Objective And Rationale: We already hold an FDA IND for the use of pregnenolone for chronic TBI (FDA IND #78,270) and have extensive experience with pharmacological interventions (holding a total of six FDA INDs for neurosteroid and other small molecule therapeutics). We are also very fortunate to have access to the VA Mid-Atlantic Mental Illness, Research, Education, and Clinical Center (MIRECC) Post-Deployment Mental Health Study (PDMH), which enrolled over 3,800 OEF/OIF/OND Veterans (of whom 94% have provided permission to be recontacted for future research studies). Enrollment for the proposed project is thus eminently feasible. This clinical trial will randomly divide a total of 108 OEF/OIF/OND-Era Veterans with a history of chronic TBI into two groups (approximately 54 participants per group). One group will receive pregnenolone (starting at 500 mg and increasing to maximal well-tolerated doses up to 2,000 mg), and the other will receive placebo (no active study medication). We will determine how TBI-related sequelae change over the 8-week study period. In addition, we will investigate the biological effects of pregnenolone by drawing a blood sample at each study visit to characterize how pregnenolone and other molecules change over the course of treatment and potentially predict clinical improvement. The proposed biomarker-informed randomized controlled trial with a novel intervention for TBI will potentially yield new knowledge that could prevent or mitigate TBI symptoms and co-occurring psychological health conditions and identify predictive biomarkers of clinical outcome.

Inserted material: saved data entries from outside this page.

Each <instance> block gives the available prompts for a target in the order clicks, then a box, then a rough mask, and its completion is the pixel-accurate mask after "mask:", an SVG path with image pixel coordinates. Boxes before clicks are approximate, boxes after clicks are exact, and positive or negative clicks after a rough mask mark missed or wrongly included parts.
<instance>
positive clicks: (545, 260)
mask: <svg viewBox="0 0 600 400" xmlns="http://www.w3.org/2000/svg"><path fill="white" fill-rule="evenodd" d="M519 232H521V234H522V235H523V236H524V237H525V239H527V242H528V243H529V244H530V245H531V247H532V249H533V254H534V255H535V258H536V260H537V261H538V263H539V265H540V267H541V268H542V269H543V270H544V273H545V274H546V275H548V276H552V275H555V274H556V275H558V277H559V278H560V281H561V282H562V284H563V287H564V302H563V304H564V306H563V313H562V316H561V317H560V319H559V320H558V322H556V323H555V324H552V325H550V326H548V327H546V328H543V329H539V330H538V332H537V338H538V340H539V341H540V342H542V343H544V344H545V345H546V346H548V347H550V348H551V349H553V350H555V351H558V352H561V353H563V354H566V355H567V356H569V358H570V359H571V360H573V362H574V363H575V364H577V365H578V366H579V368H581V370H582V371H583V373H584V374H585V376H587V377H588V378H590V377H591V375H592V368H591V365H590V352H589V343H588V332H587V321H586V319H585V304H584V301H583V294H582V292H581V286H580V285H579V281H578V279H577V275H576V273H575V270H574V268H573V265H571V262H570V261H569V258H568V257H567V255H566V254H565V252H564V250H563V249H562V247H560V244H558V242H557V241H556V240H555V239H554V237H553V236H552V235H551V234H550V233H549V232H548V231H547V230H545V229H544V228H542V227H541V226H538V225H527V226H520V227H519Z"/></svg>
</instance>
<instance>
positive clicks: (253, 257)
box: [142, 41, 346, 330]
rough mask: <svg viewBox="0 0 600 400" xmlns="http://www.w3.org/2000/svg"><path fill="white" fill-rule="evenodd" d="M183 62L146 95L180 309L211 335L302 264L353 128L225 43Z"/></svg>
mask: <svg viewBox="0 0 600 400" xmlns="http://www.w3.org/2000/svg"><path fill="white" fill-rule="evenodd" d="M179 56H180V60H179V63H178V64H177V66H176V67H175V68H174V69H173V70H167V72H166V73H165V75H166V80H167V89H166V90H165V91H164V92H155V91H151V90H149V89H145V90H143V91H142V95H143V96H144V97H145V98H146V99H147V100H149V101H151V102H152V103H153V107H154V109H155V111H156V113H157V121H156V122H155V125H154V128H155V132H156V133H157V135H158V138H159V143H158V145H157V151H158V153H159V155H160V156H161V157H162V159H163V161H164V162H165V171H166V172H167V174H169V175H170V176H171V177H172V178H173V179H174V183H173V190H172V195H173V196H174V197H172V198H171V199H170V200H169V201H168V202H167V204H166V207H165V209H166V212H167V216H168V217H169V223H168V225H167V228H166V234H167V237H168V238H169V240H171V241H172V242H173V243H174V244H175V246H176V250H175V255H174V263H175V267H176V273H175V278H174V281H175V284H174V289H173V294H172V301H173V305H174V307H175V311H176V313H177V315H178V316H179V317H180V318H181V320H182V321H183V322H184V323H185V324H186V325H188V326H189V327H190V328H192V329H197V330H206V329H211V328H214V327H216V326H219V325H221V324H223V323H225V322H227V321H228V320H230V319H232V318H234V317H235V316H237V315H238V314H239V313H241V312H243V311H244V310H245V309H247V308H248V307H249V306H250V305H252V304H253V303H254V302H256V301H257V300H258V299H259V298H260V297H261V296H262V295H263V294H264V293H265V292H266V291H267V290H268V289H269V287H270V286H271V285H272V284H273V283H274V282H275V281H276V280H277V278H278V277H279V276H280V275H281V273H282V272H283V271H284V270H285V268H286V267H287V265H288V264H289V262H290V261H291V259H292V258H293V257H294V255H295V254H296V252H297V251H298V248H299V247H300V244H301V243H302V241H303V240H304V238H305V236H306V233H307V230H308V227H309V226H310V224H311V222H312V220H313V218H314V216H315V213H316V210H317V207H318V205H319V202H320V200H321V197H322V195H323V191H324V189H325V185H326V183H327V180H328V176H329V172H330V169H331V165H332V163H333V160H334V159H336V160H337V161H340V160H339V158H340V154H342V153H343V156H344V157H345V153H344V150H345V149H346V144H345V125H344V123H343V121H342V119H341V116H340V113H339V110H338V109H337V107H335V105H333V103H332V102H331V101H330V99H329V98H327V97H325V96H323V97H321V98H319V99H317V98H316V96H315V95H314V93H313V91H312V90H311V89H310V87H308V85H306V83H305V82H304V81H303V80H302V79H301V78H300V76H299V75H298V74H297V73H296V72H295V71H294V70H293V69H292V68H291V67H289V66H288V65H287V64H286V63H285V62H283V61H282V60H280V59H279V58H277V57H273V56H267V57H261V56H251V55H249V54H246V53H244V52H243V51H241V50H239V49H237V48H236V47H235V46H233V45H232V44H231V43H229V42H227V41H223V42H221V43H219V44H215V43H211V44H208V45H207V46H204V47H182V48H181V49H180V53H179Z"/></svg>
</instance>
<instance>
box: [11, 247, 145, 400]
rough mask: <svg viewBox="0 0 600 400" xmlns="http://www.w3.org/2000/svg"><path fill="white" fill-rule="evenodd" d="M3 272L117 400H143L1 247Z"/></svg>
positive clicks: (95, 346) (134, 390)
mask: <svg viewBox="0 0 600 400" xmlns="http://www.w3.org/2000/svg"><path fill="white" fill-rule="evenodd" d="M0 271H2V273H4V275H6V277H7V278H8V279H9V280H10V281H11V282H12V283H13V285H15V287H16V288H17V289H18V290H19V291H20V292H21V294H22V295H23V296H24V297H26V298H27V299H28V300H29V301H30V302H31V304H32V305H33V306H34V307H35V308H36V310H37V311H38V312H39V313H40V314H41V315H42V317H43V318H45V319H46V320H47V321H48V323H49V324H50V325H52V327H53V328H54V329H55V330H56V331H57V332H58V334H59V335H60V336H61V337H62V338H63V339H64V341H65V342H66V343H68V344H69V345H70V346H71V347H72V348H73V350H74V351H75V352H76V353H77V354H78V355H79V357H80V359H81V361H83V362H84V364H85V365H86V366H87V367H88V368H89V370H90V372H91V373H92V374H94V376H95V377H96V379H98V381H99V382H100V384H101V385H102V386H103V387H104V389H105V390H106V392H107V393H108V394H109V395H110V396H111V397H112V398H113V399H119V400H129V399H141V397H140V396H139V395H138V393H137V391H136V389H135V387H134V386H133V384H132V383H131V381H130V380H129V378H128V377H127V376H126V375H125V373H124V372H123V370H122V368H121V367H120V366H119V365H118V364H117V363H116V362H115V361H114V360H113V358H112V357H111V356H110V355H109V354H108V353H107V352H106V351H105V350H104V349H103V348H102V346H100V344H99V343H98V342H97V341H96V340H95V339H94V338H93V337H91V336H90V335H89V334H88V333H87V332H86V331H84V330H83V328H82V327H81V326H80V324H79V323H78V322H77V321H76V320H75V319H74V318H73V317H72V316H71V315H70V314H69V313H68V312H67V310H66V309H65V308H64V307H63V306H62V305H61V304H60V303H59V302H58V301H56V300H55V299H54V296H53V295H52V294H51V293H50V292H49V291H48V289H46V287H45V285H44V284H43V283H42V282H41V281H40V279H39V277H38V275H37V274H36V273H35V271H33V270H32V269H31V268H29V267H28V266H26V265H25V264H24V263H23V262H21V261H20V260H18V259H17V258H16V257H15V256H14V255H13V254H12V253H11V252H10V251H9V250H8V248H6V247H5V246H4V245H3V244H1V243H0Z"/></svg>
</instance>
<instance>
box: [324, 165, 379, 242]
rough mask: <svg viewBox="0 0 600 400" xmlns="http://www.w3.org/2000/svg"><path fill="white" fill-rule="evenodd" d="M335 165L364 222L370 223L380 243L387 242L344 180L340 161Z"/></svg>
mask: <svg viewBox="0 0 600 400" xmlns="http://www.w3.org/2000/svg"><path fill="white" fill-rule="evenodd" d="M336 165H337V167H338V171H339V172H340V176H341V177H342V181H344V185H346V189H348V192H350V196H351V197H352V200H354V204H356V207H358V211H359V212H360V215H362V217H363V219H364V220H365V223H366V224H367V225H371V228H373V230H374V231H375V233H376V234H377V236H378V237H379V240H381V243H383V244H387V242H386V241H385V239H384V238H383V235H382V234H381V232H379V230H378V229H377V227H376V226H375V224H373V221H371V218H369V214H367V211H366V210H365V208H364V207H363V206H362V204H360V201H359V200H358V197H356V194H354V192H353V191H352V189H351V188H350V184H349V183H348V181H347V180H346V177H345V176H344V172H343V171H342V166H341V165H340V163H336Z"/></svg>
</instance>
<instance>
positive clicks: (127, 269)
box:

Impact On Service Member Health and Well-Being: This innovative randomized controlled trial in OEF/OIF/OND Veterans with a history of chronic complex TBI investigating a novel pharmacological intervention is supported by extensive biomarker and clinical data and could rapidly lead to pivotal Phase 3 studies and FDA approval at an accelerated timeframe. This study could also identify biomarkers of risk and resilience that predict TBI sequelae and therapeutic response and could translate into an urgently needed safe and efficacious new treatment for Veterans with a history of chronic complex TBI.